SIR DAVID CARNEGIE OF SOUTHESK BART'S STRATHSPEY. Scottish, Strathspey (whole time). B Flat Major. Standard tuning (fiddle). AAB. The Carnegie family, baronets and earls of Southesk, were patrons of Archibald Duff, and supported many other causes, including Gaelic schools in the Highlands and support for mothers in childbirth. During Duff's time the family was headed by Sir David Carnegie of Pitarrow (1753-1805), 4th Baronet earl of Southesk, and his wife Agnes Murray Elliot (1763-1960). David was a Whig politician and Member of Parliament for the Montrose Burghs and later Forfar from 1784 until his death. Agnes Elliot's father had been Lieutenant Governor of New York through the American Revolution, and had a considerable estate in what is now Philadelphia, which was confiscated at the end of the war. Elliot, however, managed to hold on to the esteem of many of the leading adversaries during the conflict, and received complimentary letters from George Washington, General Knox, and other prominent men when he departed American for England in 1783 at the conclusion of the Peace. His daughter married Sir David Carnegie that same year. The union produced nine daughters before the steadfast Lady Carnegie birthed two sons: Christian Mary (1784-1860), Elizabeth (1784-1884), Jane (1785-1859), Mary (1788-1834), Eleanore (1789-1855), Agnes (1790-1875), Mary (1793-1877), Emma (1794-1882), Madeline (1796-1858), James (1799-1849) and John (1802-1879). Lady Carnegie survived her husband by over fifty years. Many of the Carnegie daughters remained unmarried, and only a few had children. Carnegie was succeeded in Parliament as representative of Forfar by the William Maule of Panmure.

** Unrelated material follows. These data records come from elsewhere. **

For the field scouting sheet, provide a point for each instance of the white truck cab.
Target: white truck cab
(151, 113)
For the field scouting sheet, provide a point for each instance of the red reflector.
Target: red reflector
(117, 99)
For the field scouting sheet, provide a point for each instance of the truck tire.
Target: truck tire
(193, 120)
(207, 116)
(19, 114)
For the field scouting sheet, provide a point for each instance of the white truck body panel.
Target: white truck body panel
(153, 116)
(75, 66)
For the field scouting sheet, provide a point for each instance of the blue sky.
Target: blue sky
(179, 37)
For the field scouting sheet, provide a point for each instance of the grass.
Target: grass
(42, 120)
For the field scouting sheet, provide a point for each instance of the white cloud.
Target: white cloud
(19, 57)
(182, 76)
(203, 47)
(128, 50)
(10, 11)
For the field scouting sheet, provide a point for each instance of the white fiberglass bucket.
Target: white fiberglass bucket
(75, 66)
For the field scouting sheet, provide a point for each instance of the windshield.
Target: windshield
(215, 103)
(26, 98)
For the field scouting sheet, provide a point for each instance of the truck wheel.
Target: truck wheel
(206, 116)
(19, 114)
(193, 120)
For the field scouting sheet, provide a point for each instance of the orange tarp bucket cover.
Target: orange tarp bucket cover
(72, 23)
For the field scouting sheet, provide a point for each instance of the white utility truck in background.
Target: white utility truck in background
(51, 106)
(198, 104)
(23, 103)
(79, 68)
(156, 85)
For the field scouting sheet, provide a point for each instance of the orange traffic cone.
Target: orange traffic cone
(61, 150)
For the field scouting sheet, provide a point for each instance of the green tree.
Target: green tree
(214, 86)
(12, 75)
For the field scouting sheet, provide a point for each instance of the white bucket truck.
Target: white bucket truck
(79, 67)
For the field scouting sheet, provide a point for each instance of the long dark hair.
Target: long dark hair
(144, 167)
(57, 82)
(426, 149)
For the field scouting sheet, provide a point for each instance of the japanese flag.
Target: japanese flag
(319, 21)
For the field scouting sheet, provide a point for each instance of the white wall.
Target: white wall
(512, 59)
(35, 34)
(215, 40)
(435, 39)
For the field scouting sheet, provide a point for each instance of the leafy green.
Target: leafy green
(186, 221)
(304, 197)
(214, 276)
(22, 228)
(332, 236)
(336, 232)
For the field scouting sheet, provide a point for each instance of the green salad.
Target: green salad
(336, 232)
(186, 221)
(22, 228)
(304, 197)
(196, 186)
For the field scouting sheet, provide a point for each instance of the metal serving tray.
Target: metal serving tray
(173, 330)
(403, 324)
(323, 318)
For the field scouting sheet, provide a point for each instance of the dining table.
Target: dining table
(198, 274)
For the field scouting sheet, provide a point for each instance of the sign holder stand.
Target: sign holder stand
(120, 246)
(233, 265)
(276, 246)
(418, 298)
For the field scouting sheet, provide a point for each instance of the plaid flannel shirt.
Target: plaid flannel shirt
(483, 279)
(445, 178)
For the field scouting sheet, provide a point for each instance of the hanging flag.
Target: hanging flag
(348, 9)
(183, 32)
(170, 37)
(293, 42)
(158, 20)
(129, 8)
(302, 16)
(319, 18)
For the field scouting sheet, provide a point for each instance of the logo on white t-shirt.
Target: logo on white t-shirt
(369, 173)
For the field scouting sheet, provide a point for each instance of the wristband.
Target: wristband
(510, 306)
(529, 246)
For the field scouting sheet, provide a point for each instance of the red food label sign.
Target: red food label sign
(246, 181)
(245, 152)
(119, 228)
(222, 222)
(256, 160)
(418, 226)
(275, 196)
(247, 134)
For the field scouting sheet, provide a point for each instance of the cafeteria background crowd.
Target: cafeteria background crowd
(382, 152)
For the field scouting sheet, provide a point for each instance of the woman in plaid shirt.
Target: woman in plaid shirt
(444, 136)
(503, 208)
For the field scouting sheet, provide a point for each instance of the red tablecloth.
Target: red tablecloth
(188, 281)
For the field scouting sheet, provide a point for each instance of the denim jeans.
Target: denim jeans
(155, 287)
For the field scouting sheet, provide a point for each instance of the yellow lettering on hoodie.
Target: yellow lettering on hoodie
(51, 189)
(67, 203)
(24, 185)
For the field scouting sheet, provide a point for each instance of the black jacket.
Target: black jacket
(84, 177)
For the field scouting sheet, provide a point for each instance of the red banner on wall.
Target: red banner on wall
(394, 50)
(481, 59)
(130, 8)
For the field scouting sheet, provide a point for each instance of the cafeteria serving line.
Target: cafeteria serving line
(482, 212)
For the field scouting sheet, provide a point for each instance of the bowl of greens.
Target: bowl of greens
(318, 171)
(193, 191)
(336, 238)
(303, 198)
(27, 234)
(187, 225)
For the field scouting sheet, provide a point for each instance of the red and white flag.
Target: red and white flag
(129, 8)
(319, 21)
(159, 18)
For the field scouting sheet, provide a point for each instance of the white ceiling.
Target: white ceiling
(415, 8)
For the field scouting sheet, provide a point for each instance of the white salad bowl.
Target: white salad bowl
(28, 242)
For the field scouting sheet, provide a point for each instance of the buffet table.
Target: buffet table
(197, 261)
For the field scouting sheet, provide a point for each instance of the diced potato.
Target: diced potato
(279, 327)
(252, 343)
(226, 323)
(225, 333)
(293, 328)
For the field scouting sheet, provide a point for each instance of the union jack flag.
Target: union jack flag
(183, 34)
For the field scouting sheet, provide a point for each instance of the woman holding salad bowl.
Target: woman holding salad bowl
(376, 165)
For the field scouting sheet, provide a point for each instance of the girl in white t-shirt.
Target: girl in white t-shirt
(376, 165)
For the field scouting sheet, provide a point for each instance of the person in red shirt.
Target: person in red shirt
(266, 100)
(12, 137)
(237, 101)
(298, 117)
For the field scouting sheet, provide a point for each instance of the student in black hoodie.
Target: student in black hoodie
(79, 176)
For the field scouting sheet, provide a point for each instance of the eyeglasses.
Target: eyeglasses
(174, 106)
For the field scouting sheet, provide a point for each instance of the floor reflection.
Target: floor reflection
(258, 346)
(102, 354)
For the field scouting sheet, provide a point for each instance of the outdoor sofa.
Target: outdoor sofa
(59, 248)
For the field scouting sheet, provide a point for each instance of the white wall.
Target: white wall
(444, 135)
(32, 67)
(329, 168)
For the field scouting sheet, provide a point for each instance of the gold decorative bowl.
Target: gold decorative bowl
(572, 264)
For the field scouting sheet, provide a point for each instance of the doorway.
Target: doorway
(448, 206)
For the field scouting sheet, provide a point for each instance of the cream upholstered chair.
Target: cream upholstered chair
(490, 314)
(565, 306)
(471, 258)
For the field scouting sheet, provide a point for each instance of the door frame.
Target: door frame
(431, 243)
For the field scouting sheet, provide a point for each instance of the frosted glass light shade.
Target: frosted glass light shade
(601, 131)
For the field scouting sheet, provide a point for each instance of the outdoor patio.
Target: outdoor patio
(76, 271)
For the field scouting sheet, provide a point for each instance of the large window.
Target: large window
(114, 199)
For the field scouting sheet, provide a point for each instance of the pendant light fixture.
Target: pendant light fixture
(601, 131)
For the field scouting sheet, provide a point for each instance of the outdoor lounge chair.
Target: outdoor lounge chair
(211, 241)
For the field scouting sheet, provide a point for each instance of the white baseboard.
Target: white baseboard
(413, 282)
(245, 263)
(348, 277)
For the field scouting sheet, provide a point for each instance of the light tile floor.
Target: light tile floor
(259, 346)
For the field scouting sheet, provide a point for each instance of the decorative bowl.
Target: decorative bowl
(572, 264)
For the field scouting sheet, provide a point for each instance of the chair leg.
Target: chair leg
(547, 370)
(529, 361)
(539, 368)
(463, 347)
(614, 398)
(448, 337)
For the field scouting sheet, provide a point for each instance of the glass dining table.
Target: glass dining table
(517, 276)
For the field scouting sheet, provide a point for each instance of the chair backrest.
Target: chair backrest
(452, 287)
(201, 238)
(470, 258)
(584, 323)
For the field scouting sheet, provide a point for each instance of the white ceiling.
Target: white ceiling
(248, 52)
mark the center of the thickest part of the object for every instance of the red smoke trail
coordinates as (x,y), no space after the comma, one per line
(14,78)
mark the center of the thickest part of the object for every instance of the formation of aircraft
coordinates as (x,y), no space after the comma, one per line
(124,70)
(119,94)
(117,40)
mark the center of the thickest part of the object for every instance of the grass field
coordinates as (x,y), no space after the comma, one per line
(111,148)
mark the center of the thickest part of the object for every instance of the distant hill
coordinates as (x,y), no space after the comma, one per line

At the time Duff published his collection (1794) the Carnegie daughters were still children; the eldest, Christian Mary, was but ten. Thus, all the tunes Duff wrote for the daughters, including their "favorites", were addressed to young women who he may have been instructing in dance and/or music. Duff's strathspey "Sir David Carnegie of Southesk Bart's" has pride of place as the first tune in his 1794 collection.

Additional notes

Source for notated version: -

Printed sources : - Duff (Collection of Strathspey Reels &c.), 1794; p. 2.